For this reason chopsticks have become a big part of the project, and it turns out that Andres (the guy we CouchSurfed with – it’s all on Hippie Picasso) also only ate using chopsticks. He told us the philosophy behind using this pair of wooden sticks and it was so interesting. Unlike a spoon or a fork, chopsticks always stay together, side by side, they’re very ‘loyal’. Nicole and I have been living together and supporting each other to reach the maximum out of our life/art purpose. We haven’t let selfishness interrumpt the relationship and the sense of stand-alone break the bond between us. We symbolise ourselves and our project in the pair of chopsticks.
I don’t know if you’ve ever heard of Tehching Hsieh’s one-year performances, but the one called Art/Life (1983-1984) really reminds me of our project. Him and Linda Montano were tied together for one year using an 8m rope – it’s incredible.
Yes, William is the artist from Arizona, but I won’t be able to go to Arizona for now. However I have a place in his studio for whenever I want to go. There has been no previous official studio exchanges, so William is the first one. I’m finding it a bit hard to keep up with all the projects I’m involved in though, I can’t be everywhere at once and I feel like I’m putting more effort and attention to some more than others.
I totally agree with Robert when he says blogging is narcissistic, however I guess it all depends on the things you write about. Writing a dairy is not considered narcissistic however why when we publish our thoughts online they become vain? I guess the language used and the way we portray our lives to the world is slightly different to what we would write in a diary, but I think that getting your life out there can truly inspire many individuals and encourage them to do similar things in life. Is conversing narcissistic? Blogging is simply conversing online, and sometimes it’s even better because it counts with that extra time and distance that allows it to become more relevant and critical. Yes, thinking live! Isn’t that what blogging is at the end of the day? Isn’t being a lecturer narcissistic? What’s the difference? It’s the same quality of confidence at the end of the day.

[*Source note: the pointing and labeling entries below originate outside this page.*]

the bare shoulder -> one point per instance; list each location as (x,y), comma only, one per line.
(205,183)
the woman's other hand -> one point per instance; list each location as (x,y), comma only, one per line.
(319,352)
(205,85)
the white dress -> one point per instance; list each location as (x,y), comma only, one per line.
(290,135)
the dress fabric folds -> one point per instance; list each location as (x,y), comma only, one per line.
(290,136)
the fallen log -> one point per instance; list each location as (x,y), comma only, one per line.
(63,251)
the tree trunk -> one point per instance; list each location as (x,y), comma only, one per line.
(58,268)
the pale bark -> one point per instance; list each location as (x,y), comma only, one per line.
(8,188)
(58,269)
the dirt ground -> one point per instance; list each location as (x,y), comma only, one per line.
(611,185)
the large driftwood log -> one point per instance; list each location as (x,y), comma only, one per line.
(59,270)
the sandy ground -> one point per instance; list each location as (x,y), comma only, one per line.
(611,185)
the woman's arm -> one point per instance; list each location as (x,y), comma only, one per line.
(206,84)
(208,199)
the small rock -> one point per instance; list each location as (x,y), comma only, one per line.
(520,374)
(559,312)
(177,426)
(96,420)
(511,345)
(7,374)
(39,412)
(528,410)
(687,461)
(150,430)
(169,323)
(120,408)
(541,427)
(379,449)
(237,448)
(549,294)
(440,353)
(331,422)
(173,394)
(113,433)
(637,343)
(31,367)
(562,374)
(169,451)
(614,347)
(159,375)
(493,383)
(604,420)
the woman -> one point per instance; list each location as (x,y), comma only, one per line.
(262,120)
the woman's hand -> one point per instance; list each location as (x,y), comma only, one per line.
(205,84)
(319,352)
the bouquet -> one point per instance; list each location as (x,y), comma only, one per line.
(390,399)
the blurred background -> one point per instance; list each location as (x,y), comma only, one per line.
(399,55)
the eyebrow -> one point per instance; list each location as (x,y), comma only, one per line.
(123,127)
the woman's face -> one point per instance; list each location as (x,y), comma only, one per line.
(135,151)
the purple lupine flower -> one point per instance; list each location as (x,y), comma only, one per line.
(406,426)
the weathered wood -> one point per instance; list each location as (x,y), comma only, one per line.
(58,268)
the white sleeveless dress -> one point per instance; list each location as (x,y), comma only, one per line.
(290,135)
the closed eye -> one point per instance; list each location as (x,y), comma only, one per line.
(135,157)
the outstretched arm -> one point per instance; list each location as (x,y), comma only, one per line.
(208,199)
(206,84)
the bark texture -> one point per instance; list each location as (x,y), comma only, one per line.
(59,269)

Finally I have come to realise that the “she who has the most likes, wins” mentality is reflected in people who have followed an image of themselves through. For us who jump from project to project and feel excited and intrigued by everything and nothing in life, it’s difficult to remain in one place for long periods of time, thus our followers feel lost and disappointed, or a little overwhelmed by so many changing and ever-evolving ideas… Don’t you think?